4. Merge duplicates by figuring out the surviving report. Use knowledge completeness, supply of knowledge, final modified date, and different standards to determine which report to maneuver ahead. Then:
- Paste lacking info to a report. Determine information with lacking fields after which copy and paste (or append) that discipline from a report that might be deleted.
- Resolve conflicting information for a similar discipline. For instance, you will have two totally different telephone numbers, electronic mail addresses, or bodily addresses. Mark these fields for validation earlier than deleting one of many information.
5. Confirm and validate all fields. Many third-party suppliers can confirm and validate knowledge for a price. To cut back the expense, take into account verifying and validating solely a portion of your database. For instance, validate solely electronic mail addresses which have just lately bounced or bodily addresses that have been final up to date a number of years in the past.
6. Standardize the information. Your knowledge ought to match the fields in your new platform and, additionally, needs to be constant whatever the supply. For instance, one supply may use the 2-digit code of “NY” and one other may use the complete spelling of “New York.” Make every discipline the identical format. Vital knowledge fields to standardized are:
- Cellphone numbers. For companies working internationally, telephone numbers are difficult because the variety of digits varies based mostly on the nation.

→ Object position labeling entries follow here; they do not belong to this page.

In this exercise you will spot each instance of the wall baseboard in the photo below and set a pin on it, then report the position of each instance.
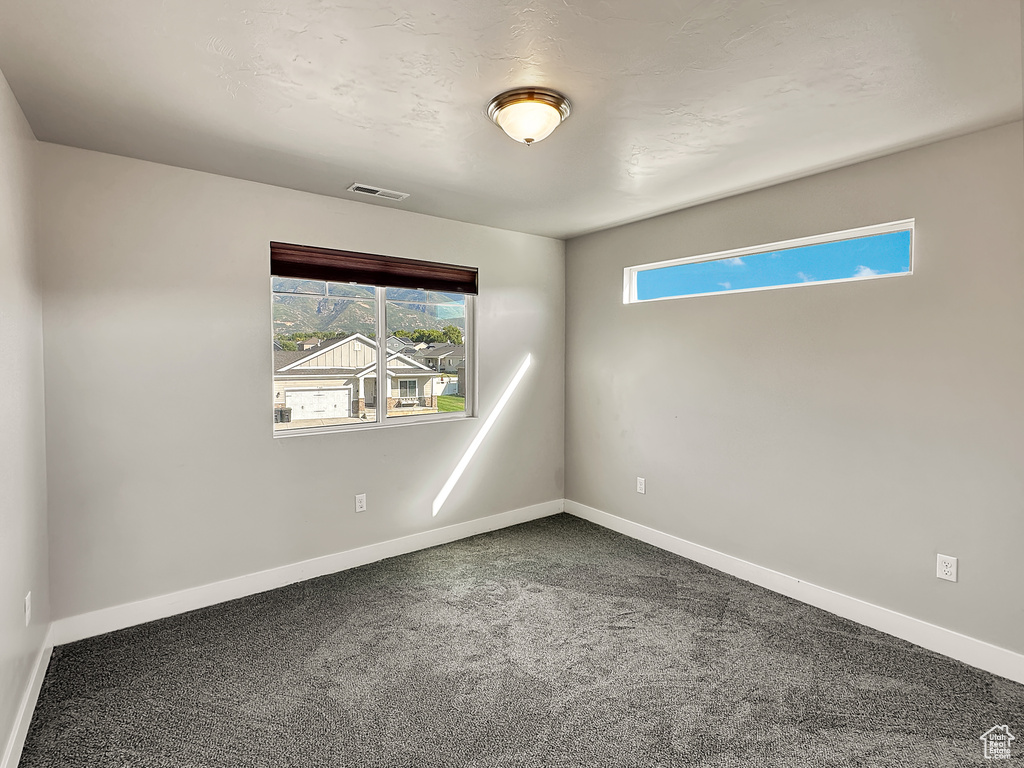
(976, 652)
(12, 754)
(129, 614)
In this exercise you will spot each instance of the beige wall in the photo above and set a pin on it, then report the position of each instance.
(23, 475)
(842, 434)
(165, 491)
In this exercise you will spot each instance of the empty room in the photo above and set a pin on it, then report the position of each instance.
(487, 383)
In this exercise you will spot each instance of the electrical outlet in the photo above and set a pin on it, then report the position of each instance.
(945, 567)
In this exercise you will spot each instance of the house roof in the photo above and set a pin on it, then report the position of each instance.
(324, 346)
(441, 350)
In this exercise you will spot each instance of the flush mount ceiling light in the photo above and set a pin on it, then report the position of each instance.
(527, 115)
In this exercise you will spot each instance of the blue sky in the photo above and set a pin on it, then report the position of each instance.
(862, 257)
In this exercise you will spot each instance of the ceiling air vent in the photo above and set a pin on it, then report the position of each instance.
(376, 192)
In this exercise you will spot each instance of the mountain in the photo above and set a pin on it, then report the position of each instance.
(347, 314)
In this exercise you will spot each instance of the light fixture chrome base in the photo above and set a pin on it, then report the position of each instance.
(544, 95)
(512, 99)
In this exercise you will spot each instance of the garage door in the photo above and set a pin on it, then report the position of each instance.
(317, 403)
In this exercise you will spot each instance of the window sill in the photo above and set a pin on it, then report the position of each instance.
(393, 422)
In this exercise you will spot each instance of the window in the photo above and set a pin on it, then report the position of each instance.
(330, 311)
(882, 251)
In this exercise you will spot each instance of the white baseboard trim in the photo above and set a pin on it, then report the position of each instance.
(976, 652)
(121, 616)
(12, 754)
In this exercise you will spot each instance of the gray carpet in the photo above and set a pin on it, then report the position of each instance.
(553, 643)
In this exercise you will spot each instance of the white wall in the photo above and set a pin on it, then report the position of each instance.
(23, 474)
(841, 434)
(163, 472)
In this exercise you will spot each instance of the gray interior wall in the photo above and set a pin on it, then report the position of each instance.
(23, 473)
(163, 472)
(842, 434)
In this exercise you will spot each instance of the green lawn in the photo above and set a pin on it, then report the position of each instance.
(446, 402)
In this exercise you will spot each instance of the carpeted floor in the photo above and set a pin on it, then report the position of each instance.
(553, 643)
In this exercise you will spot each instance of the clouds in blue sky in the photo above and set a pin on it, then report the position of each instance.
(860, 257)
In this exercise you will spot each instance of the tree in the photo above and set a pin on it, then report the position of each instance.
(453, 334)
(429, 336)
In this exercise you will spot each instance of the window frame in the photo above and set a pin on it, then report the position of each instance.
(438, 271)
(630, 272)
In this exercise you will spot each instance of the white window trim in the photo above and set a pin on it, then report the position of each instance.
(384, 376)
(630, 272)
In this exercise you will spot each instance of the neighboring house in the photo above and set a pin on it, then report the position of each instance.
(338, 380)
(397, 344)
(444, 357)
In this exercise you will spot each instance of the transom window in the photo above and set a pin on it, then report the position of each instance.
(351, 351)
(870, 252)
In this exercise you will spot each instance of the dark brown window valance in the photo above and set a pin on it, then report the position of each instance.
(309, 262)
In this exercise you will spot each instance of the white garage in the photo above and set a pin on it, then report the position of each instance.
(318, 403)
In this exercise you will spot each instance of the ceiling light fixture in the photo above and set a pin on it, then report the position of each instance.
(527, 115)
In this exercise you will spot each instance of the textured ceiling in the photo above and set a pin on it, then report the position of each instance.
(674, 102)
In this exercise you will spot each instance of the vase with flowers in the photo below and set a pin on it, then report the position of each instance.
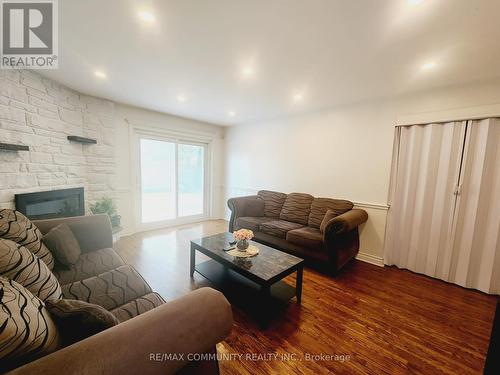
(242, 237)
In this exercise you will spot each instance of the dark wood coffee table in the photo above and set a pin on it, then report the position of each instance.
(259, 276)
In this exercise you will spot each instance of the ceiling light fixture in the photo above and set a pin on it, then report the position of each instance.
(247, 71)
(100, 74)
(297, 97)
(428, 65)
(146, 16)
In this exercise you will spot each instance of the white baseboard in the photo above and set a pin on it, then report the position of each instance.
(372, 259)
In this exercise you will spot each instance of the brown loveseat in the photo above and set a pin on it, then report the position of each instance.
(294, 223)
(150, 329)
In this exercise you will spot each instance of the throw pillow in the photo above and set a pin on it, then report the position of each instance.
(18, 228)
(329, 215)
(63, 244)
(27, 330)
(21, 265)
(76, 320)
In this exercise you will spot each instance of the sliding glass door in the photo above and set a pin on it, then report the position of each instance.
(172, 180)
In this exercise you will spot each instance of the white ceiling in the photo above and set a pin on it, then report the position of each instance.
(331, 52)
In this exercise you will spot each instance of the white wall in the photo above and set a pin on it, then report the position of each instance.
(40, 113)
(340, 153)
(126, 119)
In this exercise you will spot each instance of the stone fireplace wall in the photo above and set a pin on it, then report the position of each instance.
(41, 113)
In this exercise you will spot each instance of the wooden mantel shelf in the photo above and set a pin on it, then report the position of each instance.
(13, 147)
(75, 138)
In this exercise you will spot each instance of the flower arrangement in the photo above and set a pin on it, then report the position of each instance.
(243, 234)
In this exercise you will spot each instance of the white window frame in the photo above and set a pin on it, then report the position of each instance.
(190, 138)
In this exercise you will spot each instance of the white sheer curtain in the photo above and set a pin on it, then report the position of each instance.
(444, 201)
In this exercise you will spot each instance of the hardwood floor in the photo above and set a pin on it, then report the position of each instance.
(376, 320)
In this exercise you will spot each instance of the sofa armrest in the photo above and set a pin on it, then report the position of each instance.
(92, 232)
(345, 222)
(190, 325)
(251, 205)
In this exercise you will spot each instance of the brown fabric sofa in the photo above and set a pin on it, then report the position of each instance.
(294, 223)
(148, 325)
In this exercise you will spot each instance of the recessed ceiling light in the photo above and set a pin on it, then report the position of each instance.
(100, 74)
(428, 65)
(297, 97)
(146, 16)
(247, 71)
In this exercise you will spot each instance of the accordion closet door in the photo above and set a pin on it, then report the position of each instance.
(444, 202)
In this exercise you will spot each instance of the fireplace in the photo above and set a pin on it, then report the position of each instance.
(52, 204)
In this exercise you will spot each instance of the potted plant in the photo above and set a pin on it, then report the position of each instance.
(107, 206)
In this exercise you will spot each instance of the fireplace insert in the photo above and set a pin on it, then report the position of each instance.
(52, 204)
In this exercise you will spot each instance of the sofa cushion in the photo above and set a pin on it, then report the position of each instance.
(21, 265)
(138, 306)
(16, 227)
(330, 214)
(273, 202)
(308, 237)
(278, 228)
(109, 289)
(296, 208)
(319, 207)
(88, 265)
(27, 330)
(77, 320)
(252, 223)
(63, 244)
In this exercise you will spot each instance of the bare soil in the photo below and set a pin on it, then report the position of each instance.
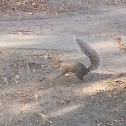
(31, 96)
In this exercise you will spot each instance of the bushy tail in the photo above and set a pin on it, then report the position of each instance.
(93, 55)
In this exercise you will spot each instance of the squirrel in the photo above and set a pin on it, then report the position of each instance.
(78, 68)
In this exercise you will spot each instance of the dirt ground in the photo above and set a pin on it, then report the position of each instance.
(31, 96)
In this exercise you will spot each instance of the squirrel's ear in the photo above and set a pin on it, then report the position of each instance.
(57, 59)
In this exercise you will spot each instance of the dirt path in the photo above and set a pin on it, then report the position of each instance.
(30, 96)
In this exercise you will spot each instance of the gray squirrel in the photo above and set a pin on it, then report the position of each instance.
(78, 68)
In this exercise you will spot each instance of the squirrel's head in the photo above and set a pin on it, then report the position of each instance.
(56, 63)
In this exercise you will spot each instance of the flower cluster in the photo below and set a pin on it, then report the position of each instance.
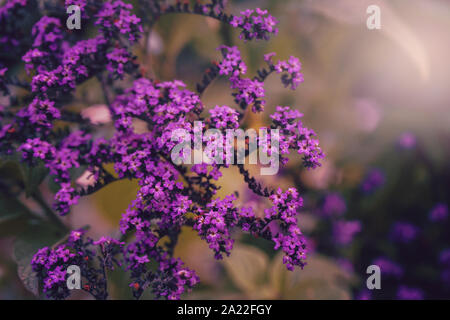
(51, 264)
(255, 24)
(46, 131)
(296, 136)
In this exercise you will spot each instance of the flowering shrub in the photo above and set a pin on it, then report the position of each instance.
(50, 138)
(393, 218)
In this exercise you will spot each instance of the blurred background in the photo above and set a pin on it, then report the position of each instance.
(379, 101)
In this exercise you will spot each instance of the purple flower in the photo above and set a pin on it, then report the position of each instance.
(49, 130)
(334, 204)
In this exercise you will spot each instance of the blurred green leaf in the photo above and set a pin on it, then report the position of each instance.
(321, 278)
(247, 266)
(33, 177)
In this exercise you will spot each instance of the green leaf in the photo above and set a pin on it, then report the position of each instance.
(321, 278)
(33, 177)
(36, 236)
(247, 267)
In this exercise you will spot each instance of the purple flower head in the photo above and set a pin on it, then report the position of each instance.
(333, 204)
(134, 140)
(255, 24)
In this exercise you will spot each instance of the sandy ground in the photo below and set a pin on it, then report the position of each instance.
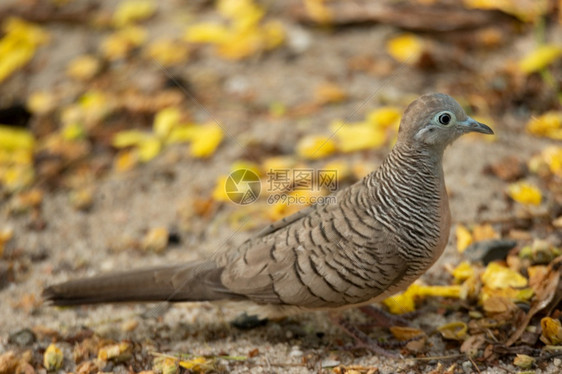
(126, 205)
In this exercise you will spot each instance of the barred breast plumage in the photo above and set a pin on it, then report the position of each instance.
(381, 234)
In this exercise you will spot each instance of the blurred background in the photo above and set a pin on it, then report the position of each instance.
(121, 121)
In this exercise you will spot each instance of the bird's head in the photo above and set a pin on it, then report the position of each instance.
(435, 120)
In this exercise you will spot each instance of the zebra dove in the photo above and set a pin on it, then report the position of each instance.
(382, 233)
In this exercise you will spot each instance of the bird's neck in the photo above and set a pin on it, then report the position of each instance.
(415, 162)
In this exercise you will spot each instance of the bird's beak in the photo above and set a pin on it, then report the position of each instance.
(470, 125)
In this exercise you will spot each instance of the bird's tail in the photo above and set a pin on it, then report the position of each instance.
(198, 281)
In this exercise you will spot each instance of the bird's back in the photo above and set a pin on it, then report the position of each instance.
(379, 236)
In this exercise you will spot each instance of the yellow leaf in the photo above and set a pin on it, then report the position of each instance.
(240, 9)
(272, 164)
(118, 44)
(454, 330)
(498, 304)
(12, 139)
(165, 365)
(334, 171)
(463, 271)
(356, 137)
(405, 333)
(219, 193)
(207, 140)
(273, 34)
(129, 138)
(540, 58)
(385, 117)
(464, 238)
(132, 11)
(285, 204)
(523, 361)
(525, 10)
(552, 156)
(484, 232)
(165, 120)
(168, 52)
(318, 10)
(52, 358)
(156, 240)
(197, 364)
(207, 32)
(182, 134)
(116, 352)
(19, 44)
(548, 124)
(524, 193)
(125, 160)
(497, 276)
(405, 48)
(73, 131)
(329, 93)
(83, 67)
(241, 45)
(551, 331)
(6, 234)
(314, 147)
(41, 102)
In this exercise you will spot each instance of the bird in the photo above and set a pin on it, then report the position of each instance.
(380, 235)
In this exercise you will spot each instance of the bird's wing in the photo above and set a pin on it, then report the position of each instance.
(331, 257)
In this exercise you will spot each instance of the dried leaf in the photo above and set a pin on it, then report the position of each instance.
(524, 193)
(497, 276)
(116, 352)
(314, 147)
(540, 58)
(83, 67)
(156, 240)
(454, 330)
(405, 333)
(551, 331)
(198, 364)
(167, 52)
(463, 271)
(18, 45)
(548, 124)
(207, 139)
(327, 93)
(545, 291)
(358, 136)
(52, 358)
(523, 361)
(464, 238)
(165, 120)
(131, 11)
(406, 48)
(386, 117)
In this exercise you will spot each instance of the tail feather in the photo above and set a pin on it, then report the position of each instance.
(191, 282)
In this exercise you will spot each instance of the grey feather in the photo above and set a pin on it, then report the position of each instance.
(382, 233)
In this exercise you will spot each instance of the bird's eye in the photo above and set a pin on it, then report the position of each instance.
(444, 118)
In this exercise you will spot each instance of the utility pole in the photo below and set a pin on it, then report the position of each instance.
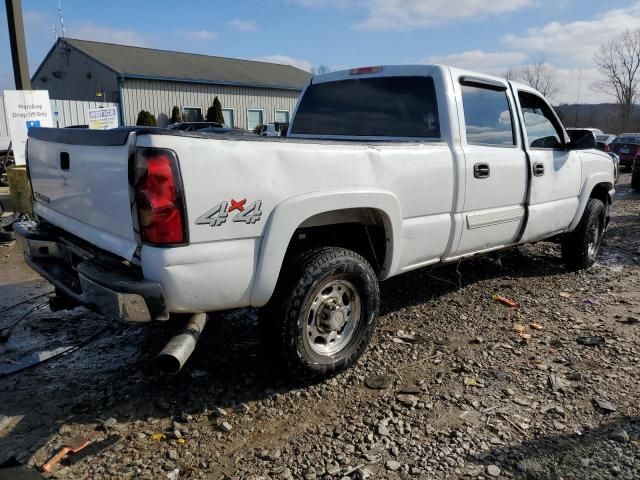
(18, 46)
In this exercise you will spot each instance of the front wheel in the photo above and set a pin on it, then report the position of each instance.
(323, 314)
(580, 248)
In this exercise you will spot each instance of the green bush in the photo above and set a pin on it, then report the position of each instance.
(214, 112)
(146, 119)
(176, 117)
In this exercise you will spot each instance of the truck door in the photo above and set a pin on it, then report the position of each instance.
(555, 170)
(495, 180)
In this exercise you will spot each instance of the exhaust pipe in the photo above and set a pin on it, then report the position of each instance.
(176, 353)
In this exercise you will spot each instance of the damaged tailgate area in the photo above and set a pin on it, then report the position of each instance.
(85, 275)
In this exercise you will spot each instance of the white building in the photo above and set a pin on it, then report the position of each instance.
(136, 78)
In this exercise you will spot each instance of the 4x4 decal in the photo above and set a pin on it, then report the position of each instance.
(219, 214)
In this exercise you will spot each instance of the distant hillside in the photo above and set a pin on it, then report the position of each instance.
(600, 115)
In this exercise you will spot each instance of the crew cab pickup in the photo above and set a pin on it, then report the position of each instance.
(383, 170)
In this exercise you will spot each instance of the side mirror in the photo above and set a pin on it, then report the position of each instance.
(582, 139)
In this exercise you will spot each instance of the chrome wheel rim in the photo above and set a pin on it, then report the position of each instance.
(594, 239)
(332, 318)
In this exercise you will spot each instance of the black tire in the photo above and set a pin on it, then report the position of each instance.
(580, 248)
(290, 322)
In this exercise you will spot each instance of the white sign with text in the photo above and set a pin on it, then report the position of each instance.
(103, 118)
(25, 109)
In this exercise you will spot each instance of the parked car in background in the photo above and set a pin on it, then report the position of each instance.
(626, 146)
(193, 126)
(635, 173)
(603, 141)
(225, 130)
(272, 129)
(581, 138)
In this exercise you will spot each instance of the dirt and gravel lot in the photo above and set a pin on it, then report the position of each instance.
(454, 385)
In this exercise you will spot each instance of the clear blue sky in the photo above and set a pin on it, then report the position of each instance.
(485, 35)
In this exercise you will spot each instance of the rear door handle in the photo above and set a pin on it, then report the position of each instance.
(481, 170)
(538, 169)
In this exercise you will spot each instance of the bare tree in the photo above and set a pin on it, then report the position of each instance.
(619, 63)
(509, 74)
(541, 76)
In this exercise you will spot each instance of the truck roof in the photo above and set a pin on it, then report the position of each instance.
(411, 70)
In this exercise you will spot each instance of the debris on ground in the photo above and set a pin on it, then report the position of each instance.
(591, 341)
(378, 382)
(504, 301)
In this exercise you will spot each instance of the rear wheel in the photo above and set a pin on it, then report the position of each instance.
(580, 248)
(323, 314)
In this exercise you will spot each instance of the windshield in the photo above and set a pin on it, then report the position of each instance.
(627, 139)
(370, 107)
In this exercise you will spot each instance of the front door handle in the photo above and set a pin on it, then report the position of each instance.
(538, 169)
(481, 170)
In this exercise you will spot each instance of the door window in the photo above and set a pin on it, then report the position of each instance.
(543, 130)
(487, 116)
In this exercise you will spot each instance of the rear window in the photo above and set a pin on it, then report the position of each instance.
(370, 107)
(627, 139)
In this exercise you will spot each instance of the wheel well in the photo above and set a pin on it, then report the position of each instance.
(601, 192)
(363, 230)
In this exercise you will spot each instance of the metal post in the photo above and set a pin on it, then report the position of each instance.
(18, 47)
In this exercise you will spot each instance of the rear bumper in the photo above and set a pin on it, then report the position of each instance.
(114, 291)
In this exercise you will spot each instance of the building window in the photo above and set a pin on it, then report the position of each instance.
(254, 118)
(282, 116)
(229, 120)
(192, 114)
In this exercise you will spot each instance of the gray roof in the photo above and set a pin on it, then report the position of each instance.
(141, 62)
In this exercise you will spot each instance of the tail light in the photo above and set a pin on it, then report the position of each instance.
(158, 197)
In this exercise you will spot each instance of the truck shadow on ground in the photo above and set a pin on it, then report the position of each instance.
(590, 454)
(113, 377)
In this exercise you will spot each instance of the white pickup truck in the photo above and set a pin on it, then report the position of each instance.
(384, 170)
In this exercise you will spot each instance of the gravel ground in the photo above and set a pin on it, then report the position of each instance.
(454, 385)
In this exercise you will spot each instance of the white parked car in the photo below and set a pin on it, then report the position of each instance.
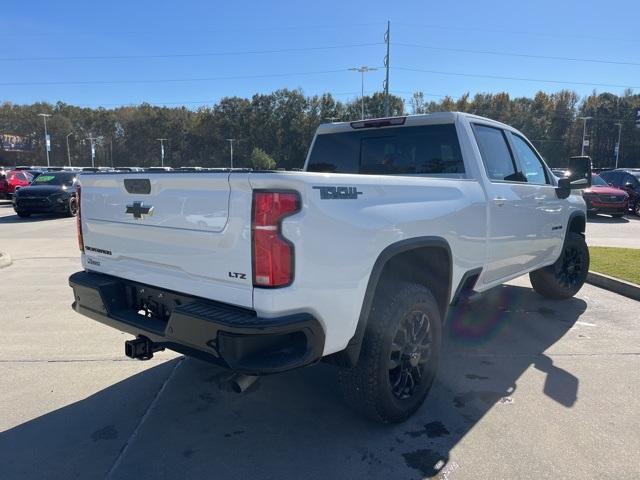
(354, 260)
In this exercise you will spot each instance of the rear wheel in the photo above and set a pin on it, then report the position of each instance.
(565, 277)
(399, 357)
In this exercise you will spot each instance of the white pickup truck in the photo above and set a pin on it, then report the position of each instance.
(354, 260)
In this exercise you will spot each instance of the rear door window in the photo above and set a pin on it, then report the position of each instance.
(614, 178)
(422, 150)
(496, 154)
(530, 163)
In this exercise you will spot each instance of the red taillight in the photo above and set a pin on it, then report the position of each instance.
(272, 253)
(79, 220)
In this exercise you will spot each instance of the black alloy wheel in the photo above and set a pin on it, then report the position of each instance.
(410, 353)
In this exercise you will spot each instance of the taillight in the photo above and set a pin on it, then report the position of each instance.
(79, 220)
(273, 255)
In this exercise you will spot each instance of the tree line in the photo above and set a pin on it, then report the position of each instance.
(281, 124)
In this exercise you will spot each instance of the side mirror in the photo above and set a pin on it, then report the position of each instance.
(580, 168)
(563, 190)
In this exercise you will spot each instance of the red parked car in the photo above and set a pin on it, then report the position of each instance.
(16, 179)
(603, 198)
(3, 185)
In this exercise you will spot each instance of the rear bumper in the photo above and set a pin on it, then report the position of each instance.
(595, 206)
(226, 335)
(40, 207)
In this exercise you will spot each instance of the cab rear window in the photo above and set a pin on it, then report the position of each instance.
(421, 150)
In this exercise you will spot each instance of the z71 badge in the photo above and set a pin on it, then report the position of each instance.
(338, 193)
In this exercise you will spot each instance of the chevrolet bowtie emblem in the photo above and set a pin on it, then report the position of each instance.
(138, 210)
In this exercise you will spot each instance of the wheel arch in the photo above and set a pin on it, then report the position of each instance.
(404, 260)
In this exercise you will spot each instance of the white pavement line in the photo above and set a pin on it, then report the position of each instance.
(5, 259)
(147, 412)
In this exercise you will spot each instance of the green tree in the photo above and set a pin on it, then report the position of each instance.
(260, 160)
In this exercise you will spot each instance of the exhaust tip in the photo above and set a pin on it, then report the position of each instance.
(239, 383)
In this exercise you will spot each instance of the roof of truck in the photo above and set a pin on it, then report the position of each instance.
(406, 120)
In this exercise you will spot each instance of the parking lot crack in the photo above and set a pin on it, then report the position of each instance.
(143, 418)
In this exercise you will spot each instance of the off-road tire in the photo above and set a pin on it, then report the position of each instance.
(367, 387)
(565, 277)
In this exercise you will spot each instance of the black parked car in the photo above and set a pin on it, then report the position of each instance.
(50, 192)
(627, 179)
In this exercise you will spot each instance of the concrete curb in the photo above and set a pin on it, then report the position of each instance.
(630, 290)
(5, 259)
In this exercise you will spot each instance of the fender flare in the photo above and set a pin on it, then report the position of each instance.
(352, 352)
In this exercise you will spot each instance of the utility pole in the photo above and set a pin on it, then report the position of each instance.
(619, 124)
(231, 140)
(68, 150)
(47, 141)
(584, 132)
(362, 70)
(161, 140)
(93, 151)
(387, 40)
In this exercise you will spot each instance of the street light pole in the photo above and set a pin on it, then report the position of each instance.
(231, 140)
(69, 151)
(364, 69)
(47, 142)
(584, 132)
(93, 151)
(162, 140)
(619, 124)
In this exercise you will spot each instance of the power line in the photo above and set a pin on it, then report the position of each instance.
(522, 79)
(160, 103)
(172, 80)
(512, 54)
(164, 33)
(517, 32)
(192, 55)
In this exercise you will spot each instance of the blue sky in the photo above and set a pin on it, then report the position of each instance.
(176, 38)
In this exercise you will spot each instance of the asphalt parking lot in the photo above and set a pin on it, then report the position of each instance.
(529, 388)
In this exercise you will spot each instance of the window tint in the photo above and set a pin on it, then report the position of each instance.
(628, 178)
(496, 155)
(614, 178)
(529, 162)
(429, 149)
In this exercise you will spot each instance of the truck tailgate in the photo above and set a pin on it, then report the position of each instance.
(171, 230)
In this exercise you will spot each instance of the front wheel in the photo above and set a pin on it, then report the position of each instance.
(565, 277)
(399, 357)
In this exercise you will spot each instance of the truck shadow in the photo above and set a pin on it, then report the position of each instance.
(36, 217)
(607, 219)
(295, 425)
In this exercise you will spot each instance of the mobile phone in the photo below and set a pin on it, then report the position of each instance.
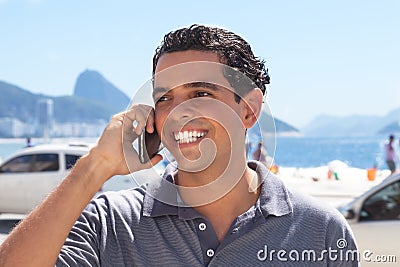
(149, 144)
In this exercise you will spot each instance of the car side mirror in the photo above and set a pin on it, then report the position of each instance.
(349, 214)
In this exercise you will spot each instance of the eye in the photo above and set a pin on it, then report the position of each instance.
(161, 99)
(202, 94)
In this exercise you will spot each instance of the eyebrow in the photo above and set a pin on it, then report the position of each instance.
(163, 90)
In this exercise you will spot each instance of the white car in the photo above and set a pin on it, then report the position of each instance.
(375, 220)
(29, 175)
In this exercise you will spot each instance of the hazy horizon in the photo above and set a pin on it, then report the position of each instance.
(336, 58)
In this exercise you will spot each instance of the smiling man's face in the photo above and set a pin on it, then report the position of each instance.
(195, 102)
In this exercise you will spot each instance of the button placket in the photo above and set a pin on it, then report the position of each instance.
(202, 226)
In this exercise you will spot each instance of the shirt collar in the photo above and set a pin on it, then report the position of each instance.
(274, 197)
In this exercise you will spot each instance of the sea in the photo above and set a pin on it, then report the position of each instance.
(290, 151)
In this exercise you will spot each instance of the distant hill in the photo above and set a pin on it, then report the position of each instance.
(391, 128)
(281, 127)
(93, 86)
(94, 99)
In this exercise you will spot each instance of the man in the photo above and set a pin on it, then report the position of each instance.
(213, 209)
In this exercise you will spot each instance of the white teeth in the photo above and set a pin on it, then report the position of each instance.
(188, 137)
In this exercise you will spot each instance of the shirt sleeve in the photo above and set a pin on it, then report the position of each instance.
(81, 248)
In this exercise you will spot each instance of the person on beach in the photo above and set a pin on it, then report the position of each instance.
(390, 154)
(213, 208)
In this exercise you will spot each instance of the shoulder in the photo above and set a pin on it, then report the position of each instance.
(126, 203)
(313, 209)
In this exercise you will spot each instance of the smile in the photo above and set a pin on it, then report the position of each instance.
(188, 136)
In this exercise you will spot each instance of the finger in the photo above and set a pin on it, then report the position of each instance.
(150, 122)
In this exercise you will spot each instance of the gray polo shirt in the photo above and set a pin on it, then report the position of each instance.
(132, 228)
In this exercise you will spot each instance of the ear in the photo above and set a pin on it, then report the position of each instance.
(252, 104)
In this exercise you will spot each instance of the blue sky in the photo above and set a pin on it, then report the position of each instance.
(325, 57)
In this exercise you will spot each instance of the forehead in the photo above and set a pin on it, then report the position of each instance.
(183, 67)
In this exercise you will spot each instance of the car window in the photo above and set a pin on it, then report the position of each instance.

- ZIP codes. Some knowledge sources use ZIP+4. Excel removes a 0 in entrance of a ZIP code. For instance, Excel shops “000154” as “154.” Thus, make certain ZIP codes are textual content fields in Excel. Add zeros that Excel could have deleted within the course of.
- Dates. Once more, formatting dates is a standard drawback. For instance, some sources use “mm-dd-yyyy.” Others use “dd-mm-yy” or one thing completely totally different. Be sure that the date format is constant amongst knowledge sources and, additionally, along with your new platform.
- Textual content. Typical textual content fields to standardize embrace state, nation, and private {and professional} titles. Manually reviewing row by row could be time-consuming. A faster strategy is to create a listing of all variations for that one discipline (use a pivot desk or copy and de-dupe in a special sheet) and add a column with the proper standardized worth. Use Excel’s VLOOKUP perform to match the unique worth to the brand new standardized model in a brand new column.
Last Overview
When you full the above steps, conduct a last overview to make sure the information is able to add. Look carefully at discipline codecs. Overview the variety of information. Does the quantity make sense? Did you de-dupe? Is the general file format, similar to .csv, suitable along with your new platform? Add just a few information to the brand new platform to substantiate the method and the accuracy. Then add your complete file.